DTMC Modeling and Formal Verification: We introduced a framework that constructs DTMC models from clustered states and verifies the system’s failure probabilities and invariance properties using the PRISM model checker. This combination of state clustering and formal verification provides a robust methodology for assessing the safety of DRL systems in both controlled and real-time environments.
Counterexample Path Analysis: Through detailed counterexample analysis, we identified specific failure mechanisms within DRL systems. This analysis allows system designers to trace the exact paths leading to failures and refine their policies accordingly. Our work demonstrates the importance of counterexample analysis in improving system safety by addressing failure points that might otherwise go undetected.
Despite the contributions made by this research, there are several limitations that warrant further investigation. First, while KMeans++ provides an effective method for clustering, it does not explicitly account for state correlations or noise, which could lead to suboptimal clustering in highly dynamic environments. Incorporating more sophisticated clustering techniques or deep learning-based state representations could improve the accuracy of the DTMC models. Additionally, this study focused on two specific simulation environments—LunarLander and Highway—which limits the generalizability of the results. Future studies should apply this methodology to a wider range of real-world scenarios to validate its robustness.
In future research, exploring more advanced state abstraction methods that can adapt dynamically during training could further enhance the efficiency of DRL systems. Additionally, expanding the methodology to include real-time verification and on-demand safety checking would be valuable, especially in applications where systems must continuously adapt to changing environments, such as autonomous driving or robotics.

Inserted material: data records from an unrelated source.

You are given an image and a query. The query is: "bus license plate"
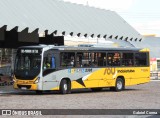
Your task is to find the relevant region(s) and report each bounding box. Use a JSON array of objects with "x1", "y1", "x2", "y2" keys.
[{"x1": 21, "y1": 87, "x2": 27, "y2": 90}]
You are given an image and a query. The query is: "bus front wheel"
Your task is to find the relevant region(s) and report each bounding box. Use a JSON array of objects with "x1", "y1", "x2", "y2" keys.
[
  {"x1": 60, "y1": 79, "x2": 71, "y2": 94},
  {"x1": 115, "y1": 78, "x2": 124, "y2": 91}
]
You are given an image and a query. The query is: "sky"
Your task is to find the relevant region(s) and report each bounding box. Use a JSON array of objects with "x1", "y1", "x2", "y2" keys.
[{"x1": 63, "y1": 0, "x2": 160, "y2": 36}]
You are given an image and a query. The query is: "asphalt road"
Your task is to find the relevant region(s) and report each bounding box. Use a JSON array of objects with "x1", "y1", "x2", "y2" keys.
[{"x1": 0, "y1": 81, "x2": 160, "y2": 117}]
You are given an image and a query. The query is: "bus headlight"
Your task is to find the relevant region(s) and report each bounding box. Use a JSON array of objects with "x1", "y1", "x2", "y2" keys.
[{"x1": 34, "y1": 77, "x2": 40, "y2": 84}]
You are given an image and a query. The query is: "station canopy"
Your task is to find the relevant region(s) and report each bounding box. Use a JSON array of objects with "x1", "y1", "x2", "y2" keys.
[{"x1": 0, "y1": 0, "x2": 142, "y2": 41}]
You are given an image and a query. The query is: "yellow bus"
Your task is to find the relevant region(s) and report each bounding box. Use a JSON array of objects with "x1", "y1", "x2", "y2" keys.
[{"x1": 14, "y1": 45, "x2": 150, "y2": 94}]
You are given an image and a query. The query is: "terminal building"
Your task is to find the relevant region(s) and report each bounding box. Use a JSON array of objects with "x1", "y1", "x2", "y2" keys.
[{"x1": 0, "y1": 0, "x2": 160, "y2": 77}]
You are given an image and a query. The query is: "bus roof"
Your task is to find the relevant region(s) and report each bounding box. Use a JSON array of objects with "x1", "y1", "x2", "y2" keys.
[{"x1": 19, "y1": 45, "x2": 149, "y2": 51}]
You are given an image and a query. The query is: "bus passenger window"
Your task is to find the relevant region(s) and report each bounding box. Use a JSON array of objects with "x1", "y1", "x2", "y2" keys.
[
  {"x1": 135, "y1": 53, "x2": 148, "y2": 66},
  {"x1": 60, "y1": 52, "x2": 75, "y2": 67}
]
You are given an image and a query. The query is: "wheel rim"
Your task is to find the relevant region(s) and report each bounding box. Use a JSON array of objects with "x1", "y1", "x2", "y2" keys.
[
  {"x1": 117, "y1": 81, "x2": 123, "y2": 90},
  {"x1": 63, "y1": 84, "x2": 67, "y2": 91}
]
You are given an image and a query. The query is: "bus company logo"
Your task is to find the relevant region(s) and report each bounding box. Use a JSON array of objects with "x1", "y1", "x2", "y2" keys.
[
  {"x1": 141, "y1": 69, "x2": 148, "y2": 72},
  {"x1": 118, "y1": 70, "x2": 135, "y2": 73},
  {"x1": 104, "y1": 68, "x2": 116, "y2": 75},
  {"x1": 2, "y1": 110, "x2": 12, "y2": 116}
]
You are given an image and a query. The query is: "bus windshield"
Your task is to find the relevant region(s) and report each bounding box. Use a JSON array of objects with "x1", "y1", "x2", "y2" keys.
[{"x1": 14, "y1": 49, "x2": 41, "y2": 80}]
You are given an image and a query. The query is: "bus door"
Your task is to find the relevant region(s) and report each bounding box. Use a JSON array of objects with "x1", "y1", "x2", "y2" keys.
[{"x1": 42, "y1": 52, "x2": 58, "y2": 90}]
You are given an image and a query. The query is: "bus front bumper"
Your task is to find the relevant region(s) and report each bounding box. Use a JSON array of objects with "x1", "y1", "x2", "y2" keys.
[{"x1": 13, "y1": 83, "x2": 38, "y2": 90}]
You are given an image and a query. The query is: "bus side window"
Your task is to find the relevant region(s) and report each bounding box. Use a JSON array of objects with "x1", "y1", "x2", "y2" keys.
[
  {"x1": 122, "y1": 53, "x2": 134, "y2": 66},
  {"x1": 135, "y1": 52, "x2": 148, "y2": 66},
  {"x1": 107, "y1": 52, "x2": 121, "y2": 66}
]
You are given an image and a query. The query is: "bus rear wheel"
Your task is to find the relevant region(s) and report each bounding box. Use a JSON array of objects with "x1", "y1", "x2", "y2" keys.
[
  {"x1": 110, "y1": 78, "x2": 125, "y2": 92},
  {"x1": 36, "y1": 90, "x2": 43, "y2": 95},
  {"x1": 60, "y1": 79, "x2": 71, "y2": 94}
]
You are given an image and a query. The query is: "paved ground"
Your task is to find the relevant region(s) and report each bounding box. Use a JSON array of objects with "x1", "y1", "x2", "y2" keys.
[{"x1": 0, "y1": 81, "x2": 160, "y2": 118}]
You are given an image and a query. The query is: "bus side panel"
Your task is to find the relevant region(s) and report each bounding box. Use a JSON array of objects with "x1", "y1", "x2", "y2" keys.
[{"x1": 130, "y1": 67, "x2": 150, "y2": 85}]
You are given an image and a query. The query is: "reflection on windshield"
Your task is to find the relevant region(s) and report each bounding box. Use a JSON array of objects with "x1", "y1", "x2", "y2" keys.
[{"x1": 15, "y1": 54, "x2": 41, "y2": 80}]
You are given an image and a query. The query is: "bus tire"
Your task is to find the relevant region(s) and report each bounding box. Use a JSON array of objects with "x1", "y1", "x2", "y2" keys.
[
  {"x1": 91, "y1": 88, "x2": 102, "y2": 92},
  {"x1": 115, "y1": 78, "x2": 125, "y2": 92},
  {"x1": 60, "y1": 79, "x2": 71, "y2": 94},
  {"x1": 36, "y1": 90, "x2": 43, "y2": 95}
]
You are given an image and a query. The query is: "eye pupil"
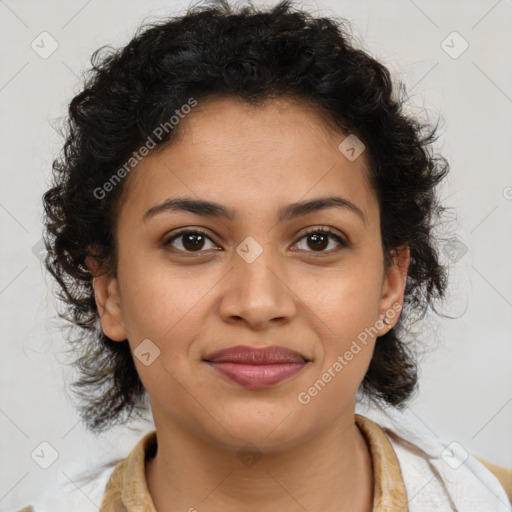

While this study has focused on controlled simulation environments, generalizing the proposed methodology to real-world applications requires additional research. Specifically, introducing external noise and environmental disturbances into the simulation environment will allow for a more robust validation of the method’s generalizability. Future work will explore how the current framework performs under these conditions to ensure applicability in real-world scenarios.
Multi-agent RL environments, where agents interact in more complex and unpredictable ways, also present a promising area for extending this research. Ensuring safety in multi-agent systems is particularly challenging due to the interdependencies among agents’ decisions and actions. By incorporating state clustering and formal verification into multi-agent systems, we aim to systematically analyze the collective safety properties and failure probabilities. This will be crucial for applications such as swarm robotics, collaborative autonomous vehicles, and multi-agent traffic management systems, where multiple autonomous entities operate simultaneously.
This research has introduced a structured framework for improving the safety and reliability of DRL systems through state clustering, DTMC model construction, and formal verification. By combining state clustering with probabilistic model checking, we have shown how failure probabilities can be quantitatively assessed and critical safety violations identified. The insights gained from the counterexample analysis provide a practical pathway for improving system policies to avoid failures. As DRL systems become more prevalent in high-stakes applications such as autonomous vehicles and robotics, ensuring their safety will be paramount. This research represents an important step toward achieving that goal and lays the foundation for future advancements in DRL safety verification.